Iceman-19 01-16-2012 01:46 PM

She knows exactly what shes doing. She isnt getting the attention she wants from her BF, and "Joe" is giving it to her. If she wanted to leave her BF, she would have. She has compromised. Joe MAY get somewhere with her, but I doubt it. In the end, if something happens, my money is on she feels guilty and runs back to her BF. She believes what she is doing is fine as she is not cheating on her BF. She probably knows "joe" likes her, or maybe shes one of those ignorant broads, and honestly has no clue what she is doing, and just honestly believes "Joe" has no feelings and they are JUST friends. Some women are fucking stupid. She is fucking stupid either way.

Ya_Boy 01-19-2012 12:49 AM

There tons of girls, go find another one, probably gonna end up better looking

dlo 01-19-2012 01:24 AM

Wtf I went thru what joe did LOL

This is what happened, I slept with sally and never mentioned it ever....
Sallys still with her bf..... I didn't try to cockblock but my cock said dw, we'll be fine

Ur choice joe, to risk or to not risk it
Posted via RS Mobile

Gridlock 01-19-2012 10:45 AM

are they fucking?

TheNewGirl 01-19-2012 11:38 AM

Maybe "Sally"'s boy friend is perfectly okay with her seeing other people.

Open relationships are FAR more common than most people realize.

Ulic Qel-Droma 01-19-2012 02:58 PM

just go for it. who cares about the other guy.
if she isnt going to fuck him, or be his gf. forget it. lol.



life is a war, vagina is your ammunition.

sindragon 01-19-2012 04:21 PM

Quote:

Originally Posted by Ulic Qel-Droma (Post 7767580)
just go for it. who cares about the other guy.
if she isnt going to fuck him, or be his gf. forget it. lol.



life is a war, vagina is your ammunition.

and the condom is a silencer :troll:

Richmond69er 01-19-2012 04:23 PM

they are definitely not fucking, Joes seen this thread hahahahaha at the end of the day he doesnt really care if he gets it in or not he's okay with having her around as a friend or whatever, recent events he's made it pretty clear to her but she still keeps coming like nothings changed. bitches be crazy...i think iceman nailed it though!

Richmond69er 02-03-2012 02:12 PM

So the plot thickened....
turns out shes broken up with her boyfriend recently, already making plans with joe to do couple things and seems genuinely not phased by the breakup :S

went to Vins flowers today to order flowers for the girls and joe came along and ended up sending out a bouquet of 12 pink roses to her workplace... thoughts? hahaha the older lady at the counter thought we were such creeps sending roses to multiple girls hahahahahaha

buddy 02-08-2012 10:38 AM

I would've said get off, get out ... but no sex? she didn't even put out?
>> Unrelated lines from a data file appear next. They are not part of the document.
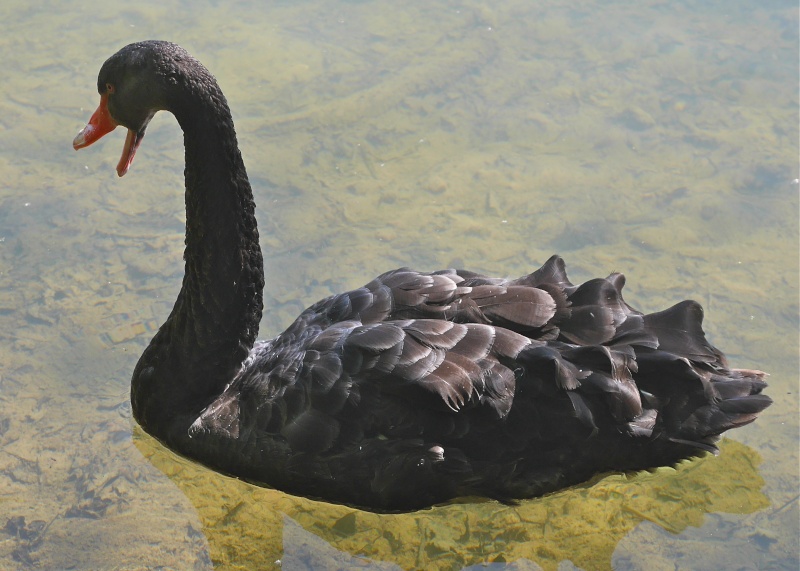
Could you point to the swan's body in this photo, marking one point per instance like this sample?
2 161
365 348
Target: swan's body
418 387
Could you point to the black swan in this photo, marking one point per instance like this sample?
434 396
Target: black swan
418 387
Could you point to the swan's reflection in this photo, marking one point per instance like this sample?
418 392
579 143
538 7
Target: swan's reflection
257 528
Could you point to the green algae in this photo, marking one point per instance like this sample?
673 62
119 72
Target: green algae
245 525
658 139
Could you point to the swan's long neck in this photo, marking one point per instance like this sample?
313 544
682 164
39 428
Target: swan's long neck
215 319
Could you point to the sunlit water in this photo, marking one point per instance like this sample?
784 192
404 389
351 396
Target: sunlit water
658 139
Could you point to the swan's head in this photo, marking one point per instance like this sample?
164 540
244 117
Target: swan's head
133 84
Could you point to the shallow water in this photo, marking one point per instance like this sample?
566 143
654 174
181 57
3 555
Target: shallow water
656 139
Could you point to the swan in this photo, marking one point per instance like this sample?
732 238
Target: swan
419 387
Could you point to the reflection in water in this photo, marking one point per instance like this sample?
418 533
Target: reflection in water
253 528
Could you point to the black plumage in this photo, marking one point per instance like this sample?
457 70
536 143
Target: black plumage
418 387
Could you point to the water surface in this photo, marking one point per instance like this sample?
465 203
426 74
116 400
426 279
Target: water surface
657 139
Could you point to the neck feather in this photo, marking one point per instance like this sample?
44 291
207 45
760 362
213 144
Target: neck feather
214 322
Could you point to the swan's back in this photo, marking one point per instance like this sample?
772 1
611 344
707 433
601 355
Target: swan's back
420 387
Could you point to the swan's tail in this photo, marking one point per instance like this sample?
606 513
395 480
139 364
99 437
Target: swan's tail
653 377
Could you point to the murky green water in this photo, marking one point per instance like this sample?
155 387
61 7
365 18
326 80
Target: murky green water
658 139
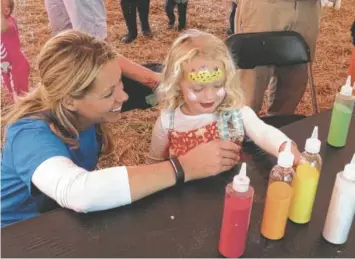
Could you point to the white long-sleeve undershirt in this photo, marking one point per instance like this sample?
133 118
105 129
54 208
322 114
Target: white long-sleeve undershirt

it's actaully weird if any normal guy would even thought of a split second of staying in this situation

Psykopathik 02-16-2012 09:54 AM

Quote:

Originally Posted by Noir (Post 7763180)
Not in Vancouver. Unless your social circle is that of a gang circle, and the women you're poaching are the gangster's broads, I wouldn't worry about it.


Everyone else is just wannabe tough guys after that, and the worst it ever gets is just scandalous gossip; and some laughable cockblocking by the exes.

Serious reply. :)

you don't have to be a gangster to do crazy shit. its also no protection from being killed either.

SumAznGuy 02-16-2012 10:11 AM

Quote:

Originally Posted by Turbo E (Post 7798647)
its also no protection from being killed either.

But Noir also skates around with his head down as he tries to deke out the defenders. :accepted:

socialenemy69 02-18-2012 01:51 AM

This reminds me so much of my ex. It all started cause She was basically using me to get back at her cheating boyfriend (of 2+ years) who she was living with at the time. After a few months of back and forth BS they split up and it was just her and I. This girl was super hot, but she was super fucked up as I ended up learning. She was basically using me for everything, until I had enough of her and she just moved onto three other guys over the next three months that she began to use until she tried to get back with me. At this time I just used her for sex and got bored and just erased her from my life.

Remember any girl with daddy issues is bad news lol.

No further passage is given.